3.2. Orthogonal Projections to Latent Structures-Discrimination Analysis (OPLS-DA)

The OPLS-DA model was used to analyze the data and further explore the differences between adjacent developmental stages. The samples from two adjacent developmental stages were located in different quadrants on the left and right sides of the Y-axis (Figure 2). In the positive mode, except for the RLE vs. LO group, model evaluation parameters (R2X, R2Y) and prediction ability (Q2) were all greater than 0.5 (Figure 2a1–f1). In the negative mode, R2X, R2Y, and Q2 were all greater than 0.35 (Figure 2a2–f2).
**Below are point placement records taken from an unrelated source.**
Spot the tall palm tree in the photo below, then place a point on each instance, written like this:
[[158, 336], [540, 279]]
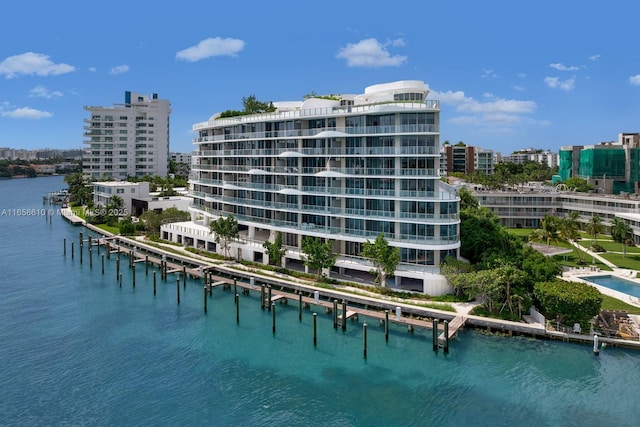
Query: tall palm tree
[[621, 233], [548, 232], [569, 231], [594, 226]]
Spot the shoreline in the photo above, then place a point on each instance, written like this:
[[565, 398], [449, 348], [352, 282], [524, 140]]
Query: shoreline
[[536, 330]]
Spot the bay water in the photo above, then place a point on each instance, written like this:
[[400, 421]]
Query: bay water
[[78, 350]]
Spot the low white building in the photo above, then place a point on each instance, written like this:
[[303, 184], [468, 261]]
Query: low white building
[[127, 191]]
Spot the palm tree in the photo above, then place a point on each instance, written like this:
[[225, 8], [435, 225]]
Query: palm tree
[[548, 232], [569, 227], [594, 226], [621, 233]]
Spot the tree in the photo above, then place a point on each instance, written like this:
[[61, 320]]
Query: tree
[[467, 201], [81, 193], [594, 226], [275, 250], [481, 234], [568, 302], [450, 268], [385, 258], [225, 229], [317, 254], [548, 232], [578, 184], [621, 233], [484, 285], [569, 231]]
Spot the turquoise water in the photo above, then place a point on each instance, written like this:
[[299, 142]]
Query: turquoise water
[[616, 283], [76, 349]]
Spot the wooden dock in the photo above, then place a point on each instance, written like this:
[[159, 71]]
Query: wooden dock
[[454, 326]]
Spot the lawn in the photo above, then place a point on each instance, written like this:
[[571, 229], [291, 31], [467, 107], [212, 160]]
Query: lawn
[[610, 303]]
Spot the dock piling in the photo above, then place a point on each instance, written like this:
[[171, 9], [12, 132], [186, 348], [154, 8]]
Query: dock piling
[[386, 325], [434, 324], [237, 309], [315, 329], [446, 337], [364, 339], [344, 315], [273, 316], [205, 299]]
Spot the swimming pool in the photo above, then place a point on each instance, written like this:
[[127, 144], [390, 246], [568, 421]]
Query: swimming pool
[[616, 283]]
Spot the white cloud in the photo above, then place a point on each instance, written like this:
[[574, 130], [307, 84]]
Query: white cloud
[[120, 69], [30, 63], [556, 83], [371, 53], [493, 111], [486, 74], [211, 47], [560, 67], [26, 113], [42, 92]]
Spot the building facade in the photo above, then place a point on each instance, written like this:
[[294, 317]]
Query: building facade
[[611, 167], [130, 139], [345, 169], [466, 159], [527, 209], [548, 158]]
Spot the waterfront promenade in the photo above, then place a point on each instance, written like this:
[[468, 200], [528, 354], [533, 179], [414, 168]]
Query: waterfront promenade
[[409, 309]]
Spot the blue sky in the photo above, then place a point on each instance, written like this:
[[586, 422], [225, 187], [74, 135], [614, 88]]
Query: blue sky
[[509, 74]]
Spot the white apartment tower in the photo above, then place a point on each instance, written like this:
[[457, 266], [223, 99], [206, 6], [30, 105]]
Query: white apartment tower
[[130, 139], [343, 168]]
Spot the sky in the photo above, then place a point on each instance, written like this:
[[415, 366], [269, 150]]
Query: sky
[[509, 75]]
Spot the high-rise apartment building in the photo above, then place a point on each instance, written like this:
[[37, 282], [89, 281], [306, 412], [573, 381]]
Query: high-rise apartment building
[[466, 159], [343, 168], [130, 139]]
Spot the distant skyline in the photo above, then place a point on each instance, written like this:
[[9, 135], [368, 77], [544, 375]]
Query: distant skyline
[[509, 75]]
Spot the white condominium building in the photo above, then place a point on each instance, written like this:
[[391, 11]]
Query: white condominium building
[[130, 139], [343, 168]]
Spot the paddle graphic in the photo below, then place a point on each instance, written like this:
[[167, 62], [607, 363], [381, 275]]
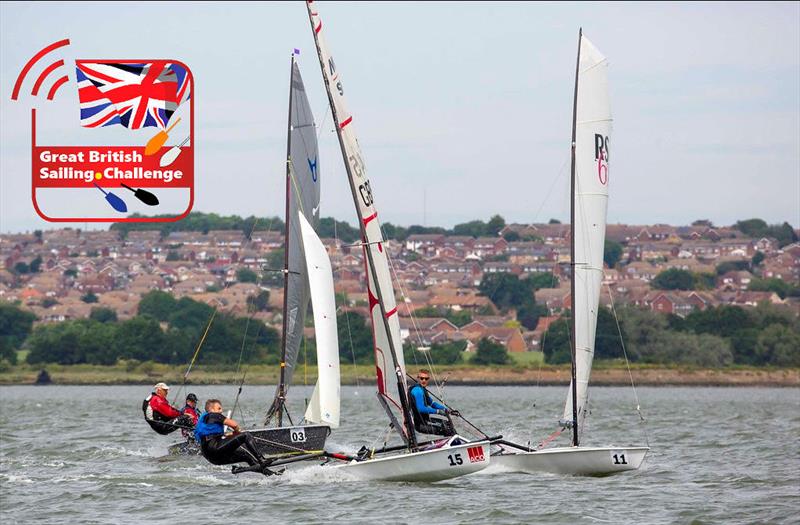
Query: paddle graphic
[[143, 195], [115, 202], [158, 140], [170, 156]]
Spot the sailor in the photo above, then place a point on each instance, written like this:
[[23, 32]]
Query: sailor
[[221, 449], [190, 410], [160, 415], [427, 412]]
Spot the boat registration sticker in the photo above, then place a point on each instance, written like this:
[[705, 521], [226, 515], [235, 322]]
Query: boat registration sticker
[[475, 454], [618, 457], [297, 435]]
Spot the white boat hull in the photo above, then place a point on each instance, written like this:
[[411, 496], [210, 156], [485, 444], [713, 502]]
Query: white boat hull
[[449, 461], [576, 461]]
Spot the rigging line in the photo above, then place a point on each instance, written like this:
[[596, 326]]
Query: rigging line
[[196, 352], [628, 366]]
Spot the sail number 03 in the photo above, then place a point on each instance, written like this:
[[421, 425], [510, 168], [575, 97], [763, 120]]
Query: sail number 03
[[297, 435]]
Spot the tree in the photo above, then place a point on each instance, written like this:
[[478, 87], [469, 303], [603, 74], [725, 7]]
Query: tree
[[15, 325], [673, 279], [103, 315], [355, 338], [36, 264], [245, 275], [612, 253], [157, 304], [490, 353], [89, 297], [543, 280], [495, 224], [529, 313], [752, 227], [733, 266], [779, 286], [506, 290], [779, 346]]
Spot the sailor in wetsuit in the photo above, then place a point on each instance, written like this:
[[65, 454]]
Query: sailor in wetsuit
[[190, 410], [425, 409], [160, 415], [220, 449]]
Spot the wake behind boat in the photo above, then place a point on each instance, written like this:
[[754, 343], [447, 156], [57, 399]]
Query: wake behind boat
[[591, 128]]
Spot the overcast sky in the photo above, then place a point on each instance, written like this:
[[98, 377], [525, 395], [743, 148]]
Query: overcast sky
[[463, 110]]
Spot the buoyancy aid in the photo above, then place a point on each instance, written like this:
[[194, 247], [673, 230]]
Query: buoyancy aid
[[156, 420], [419, 417], [204, 429]]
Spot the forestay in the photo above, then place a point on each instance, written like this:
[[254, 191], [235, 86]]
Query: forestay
[[593, 128], [386, 326], [302, 198], [324, 405]]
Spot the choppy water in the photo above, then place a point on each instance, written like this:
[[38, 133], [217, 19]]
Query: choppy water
[[720, 455]]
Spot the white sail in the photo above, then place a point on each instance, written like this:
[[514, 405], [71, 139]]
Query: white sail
[[593, 128], [385, 323], [324, 405]]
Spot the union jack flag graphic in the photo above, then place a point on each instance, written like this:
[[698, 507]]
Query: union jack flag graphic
[[134, 95]]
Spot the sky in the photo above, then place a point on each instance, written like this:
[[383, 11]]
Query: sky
[[462, 110]]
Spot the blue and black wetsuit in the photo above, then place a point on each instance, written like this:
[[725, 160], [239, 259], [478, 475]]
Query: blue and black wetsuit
[[422, 408], [221, 450]]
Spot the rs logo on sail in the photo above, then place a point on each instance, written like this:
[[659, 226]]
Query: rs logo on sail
[[601, 156]]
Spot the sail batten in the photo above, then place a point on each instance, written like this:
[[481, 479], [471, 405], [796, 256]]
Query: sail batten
[[590, 198]]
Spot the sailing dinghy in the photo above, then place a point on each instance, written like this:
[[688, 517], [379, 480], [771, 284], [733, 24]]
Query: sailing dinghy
[[591, 127], [307, 275], [412, 461]]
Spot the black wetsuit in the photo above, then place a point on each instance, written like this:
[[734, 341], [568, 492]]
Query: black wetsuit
[[221, 450]]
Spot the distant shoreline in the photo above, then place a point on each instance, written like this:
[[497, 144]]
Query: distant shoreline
[[456, 375]]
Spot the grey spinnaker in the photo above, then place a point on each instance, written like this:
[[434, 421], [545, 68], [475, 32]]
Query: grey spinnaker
[[302, 196]]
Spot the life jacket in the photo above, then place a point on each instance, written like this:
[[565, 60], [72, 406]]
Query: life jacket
[[154, 419], [419, 417], [204, 429]]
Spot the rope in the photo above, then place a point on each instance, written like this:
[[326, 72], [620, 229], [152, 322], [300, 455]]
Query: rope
[[628, 366], [194, 357]]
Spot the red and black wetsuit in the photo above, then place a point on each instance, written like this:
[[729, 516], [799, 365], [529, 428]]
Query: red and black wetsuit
[[190, 412], [161, 416]]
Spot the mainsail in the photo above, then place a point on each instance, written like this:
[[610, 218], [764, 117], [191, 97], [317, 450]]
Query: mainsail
[[385, 324], [302, 198], [591, 131], [324, 405]]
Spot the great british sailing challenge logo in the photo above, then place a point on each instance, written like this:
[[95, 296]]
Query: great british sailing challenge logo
[[116, 168]]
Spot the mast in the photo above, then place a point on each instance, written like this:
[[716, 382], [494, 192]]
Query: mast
[[354, 157], [280, 397], [573, 331]]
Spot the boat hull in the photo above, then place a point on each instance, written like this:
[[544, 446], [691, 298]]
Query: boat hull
[[449, 461], [575, 461], [290, 441]]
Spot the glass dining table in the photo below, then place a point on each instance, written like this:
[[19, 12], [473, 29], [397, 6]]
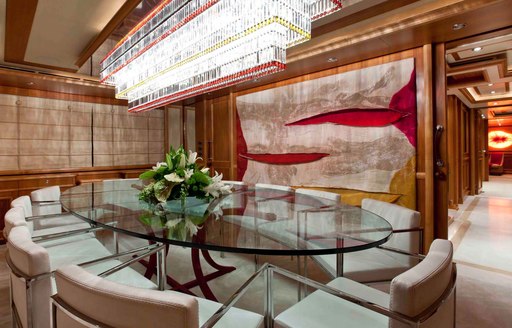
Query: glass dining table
[[250, 220]]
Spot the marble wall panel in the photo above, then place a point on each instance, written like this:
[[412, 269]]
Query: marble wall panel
[[80, 148], [43, 116], [130, 135], [43, 162], [44, 147], [8, 162], [130, 122], [102, 120], [102, 148], [80, 133], [9, 147], [43, 132], [103, 134], [8, 131], [130, 159], [103, 160], [80, 119], [80, 161], [8, 113]]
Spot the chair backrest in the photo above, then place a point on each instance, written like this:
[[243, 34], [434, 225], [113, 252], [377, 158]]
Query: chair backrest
[[272, 186], [26, 260], [13, 218], [47, 194], [269, 199], [23, 201], [419, 288], [117, 305], [400, 218], [233, 182]]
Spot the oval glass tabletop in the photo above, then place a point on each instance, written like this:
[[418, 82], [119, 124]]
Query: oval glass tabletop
[[249, 220]]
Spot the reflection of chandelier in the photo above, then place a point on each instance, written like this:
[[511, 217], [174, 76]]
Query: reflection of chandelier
[[188, 47]]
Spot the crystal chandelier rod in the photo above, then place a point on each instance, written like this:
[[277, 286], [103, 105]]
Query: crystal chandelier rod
[[187, 47]]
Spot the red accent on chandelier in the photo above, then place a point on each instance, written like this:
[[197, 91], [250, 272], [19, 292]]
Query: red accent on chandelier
[[137, 27], [173, 29], [286, 158], [271, 67], [361, 117], [338, 6]]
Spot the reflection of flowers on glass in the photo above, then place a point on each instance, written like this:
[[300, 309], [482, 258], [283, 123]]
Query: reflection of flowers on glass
[[175, 222], [500, 139], [179, 177]]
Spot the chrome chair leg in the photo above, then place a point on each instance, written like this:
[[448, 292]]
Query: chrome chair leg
[[269, 300]]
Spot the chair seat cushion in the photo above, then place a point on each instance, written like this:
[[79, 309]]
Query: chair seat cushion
[[367, 265], [74, 250], [234, 318], [57, 228], [126, 276], [56, 221], [324, 310], [245, 221]]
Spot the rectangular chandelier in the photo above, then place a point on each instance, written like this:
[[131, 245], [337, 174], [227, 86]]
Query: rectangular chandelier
[[185, 48]]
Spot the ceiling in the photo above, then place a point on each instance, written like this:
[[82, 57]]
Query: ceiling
[[66, 39], [480, 74]]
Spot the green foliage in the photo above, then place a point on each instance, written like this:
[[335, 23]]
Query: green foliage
[[178, 177]]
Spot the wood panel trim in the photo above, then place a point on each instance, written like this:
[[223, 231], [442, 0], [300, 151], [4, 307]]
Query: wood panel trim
[[121, 14], [428, 108], [61, 96], [18, 24], [75, 170]]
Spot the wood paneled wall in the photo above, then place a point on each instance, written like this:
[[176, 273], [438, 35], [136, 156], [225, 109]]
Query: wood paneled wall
[[43, 133], [215, 127], [467, 159]]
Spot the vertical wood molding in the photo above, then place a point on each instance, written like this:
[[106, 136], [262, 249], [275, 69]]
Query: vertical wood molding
[[232, 135], [441, 118], [473, 152], [18, 24], [428, 214]]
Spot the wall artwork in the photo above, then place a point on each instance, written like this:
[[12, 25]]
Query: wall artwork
[[352, 131], [500, 138]]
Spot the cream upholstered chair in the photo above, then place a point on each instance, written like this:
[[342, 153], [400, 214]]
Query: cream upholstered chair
[[376, 264], [423, 296], [268, 206], [285, 231], [46, 201], [31, 266], [85, 298], [44, 219]]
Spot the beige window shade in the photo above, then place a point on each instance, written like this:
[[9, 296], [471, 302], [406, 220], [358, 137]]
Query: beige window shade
[[40, 133]]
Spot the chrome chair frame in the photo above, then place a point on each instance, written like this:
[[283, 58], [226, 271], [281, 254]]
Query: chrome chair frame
[[339, 256], [158, 248], [267, 271]]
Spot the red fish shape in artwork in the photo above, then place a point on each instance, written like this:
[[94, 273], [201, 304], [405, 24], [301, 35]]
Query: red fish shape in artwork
[[361, 117], [286, 158]]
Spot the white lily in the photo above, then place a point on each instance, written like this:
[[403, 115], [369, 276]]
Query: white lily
[[188, 174], [171, 223], [173, 177], [183, 161], [192, 157], [159, 165], [217, 187], [191, 227]]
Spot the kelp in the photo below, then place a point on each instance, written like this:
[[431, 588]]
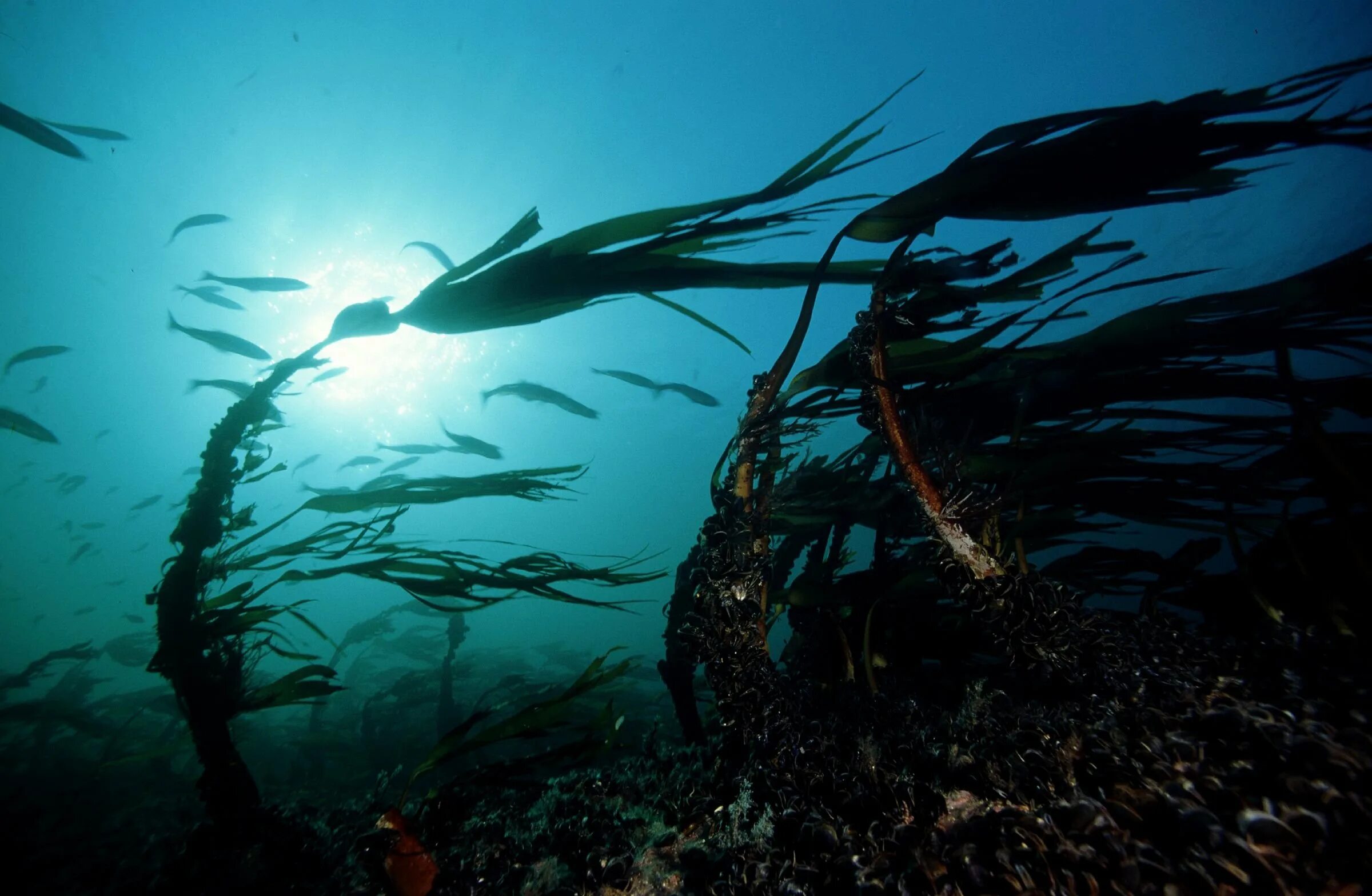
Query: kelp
[[79, 652], [644, 254]]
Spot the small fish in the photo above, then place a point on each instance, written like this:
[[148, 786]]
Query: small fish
[[633, 379], [471, 445], [25, 426], [543, 394], [691, 393], [212, 295], [198, 221], [221, 341], [36, 131], [440, 255], [235, 387], [83, 131], [412, 448], [400, 464], [33, 354], [260, 285]]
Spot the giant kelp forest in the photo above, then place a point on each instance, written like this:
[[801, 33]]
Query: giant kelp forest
[[1068, 614]]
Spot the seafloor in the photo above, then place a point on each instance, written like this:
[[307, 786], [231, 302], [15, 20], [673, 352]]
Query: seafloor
[[1171, 761]]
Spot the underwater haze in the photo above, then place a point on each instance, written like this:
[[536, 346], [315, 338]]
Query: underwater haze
[[362, 150]]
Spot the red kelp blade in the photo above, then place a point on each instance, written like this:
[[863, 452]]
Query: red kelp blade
[[408, 863]]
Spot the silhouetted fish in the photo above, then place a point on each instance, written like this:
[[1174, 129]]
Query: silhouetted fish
[[218, 339], [440, 255], [471, 445], [36, 131], [212, 295], [197, 221], [541, 394], [400, 464], [260, 285], [33, 354], [633, 379], [83, 131], [25, 426], [691, 393], [412, 448]]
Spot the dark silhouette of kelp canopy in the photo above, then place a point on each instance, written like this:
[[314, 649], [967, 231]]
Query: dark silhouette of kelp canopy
[[988, 448]]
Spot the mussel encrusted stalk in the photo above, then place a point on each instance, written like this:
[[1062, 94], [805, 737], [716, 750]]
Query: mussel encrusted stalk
[[208, 674]]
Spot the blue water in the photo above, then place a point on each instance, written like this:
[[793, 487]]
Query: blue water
[[333, 134]]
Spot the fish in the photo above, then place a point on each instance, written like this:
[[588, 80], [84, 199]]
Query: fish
[[33, 354], [691, 393], [198, 221], [471, 445], [400, 464], [543, 394], [134, 649], [260, 285], [235, 387], [440, 255], [633, 379], [25, 426], [84, 131], [221, 341], [33, 129], [212, 295], [412, 448], [70, 485], [146, 503]]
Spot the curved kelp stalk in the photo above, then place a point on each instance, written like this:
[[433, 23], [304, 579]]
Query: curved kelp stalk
[[1094, 161], [205, 669]]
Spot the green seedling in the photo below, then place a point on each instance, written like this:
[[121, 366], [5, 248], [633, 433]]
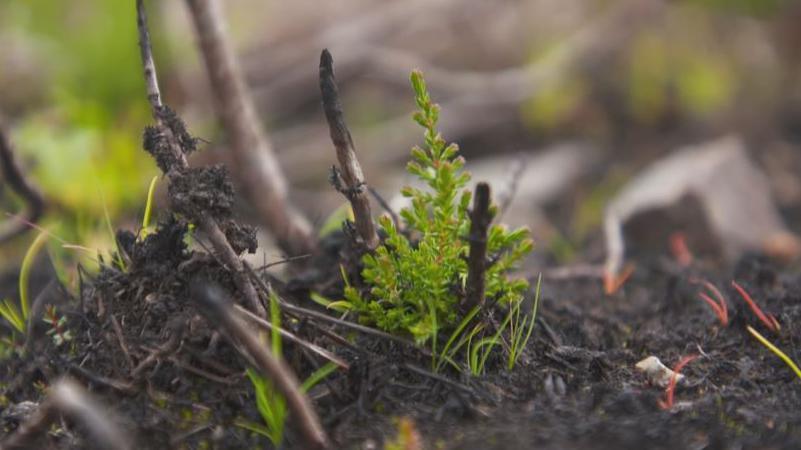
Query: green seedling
[[783, 356], [149, 204], [18, 316], [417, 276], [269, 401], [520, 330]]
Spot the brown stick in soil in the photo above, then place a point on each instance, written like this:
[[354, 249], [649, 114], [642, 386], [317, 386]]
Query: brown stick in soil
[[254, 162], [12, 173], [480, 219], [206, 224], [217, 309], [70, 399], [349, 167]]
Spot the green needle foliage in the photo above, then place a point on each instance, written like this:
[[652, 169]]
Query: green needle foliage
[[417, 277]]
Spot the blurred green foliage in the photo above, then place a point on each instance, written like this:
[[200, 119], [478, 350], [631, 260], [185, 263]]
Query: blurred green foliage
[[86, 139], [664, 74]]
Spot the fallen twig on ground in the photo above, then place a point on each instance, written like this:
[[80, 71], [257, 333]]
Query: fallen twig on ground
[[178, 164], [218, 310], [13, 175], [70, 399]]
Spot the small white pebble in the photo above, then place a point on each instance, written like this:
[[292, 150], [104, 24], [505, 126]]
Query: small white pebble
[[658, 374]]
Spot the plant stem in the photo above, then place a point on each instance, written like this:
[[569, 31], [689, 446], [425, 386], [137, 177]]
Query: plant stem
[[480, 219], [351, 171]]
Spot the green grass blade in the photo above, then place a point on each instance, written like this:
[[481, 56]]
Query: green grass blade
[[149, 205], [275, 321], [25, 273]]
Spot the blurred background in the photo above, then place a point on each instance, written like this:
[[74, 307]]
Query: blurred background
[[562, 102]]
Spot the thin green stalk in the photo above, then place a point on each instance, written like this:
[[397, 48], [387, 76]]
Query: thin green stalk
[[25, 272], [783, 356]]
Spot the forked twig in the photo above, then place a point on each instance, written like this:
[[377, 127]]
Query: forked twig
[[350, 170], [70, 399], [218, 310], [480, 219], [12, 173], [252, 154], [206, 223]]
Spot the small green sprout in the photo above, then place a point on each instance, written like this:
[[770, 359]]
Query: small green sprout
[[18, 316], [269, 401], [417, 276]]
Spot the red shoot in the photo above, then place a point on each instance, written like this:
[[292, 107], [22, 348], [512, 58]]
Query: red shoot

This indicated that the OPLS-DA model was stable and highly reliable for the dataset and could be used to describe the differences between different developmental stages of L. radiata. The permutation test was used to further verify the reliability of the OPLS-DA model. All Q2 points from left to right are lower than the original Q2 points on the rightmost side, indicating that the model is robust and reliable without overfitting (Figure S1).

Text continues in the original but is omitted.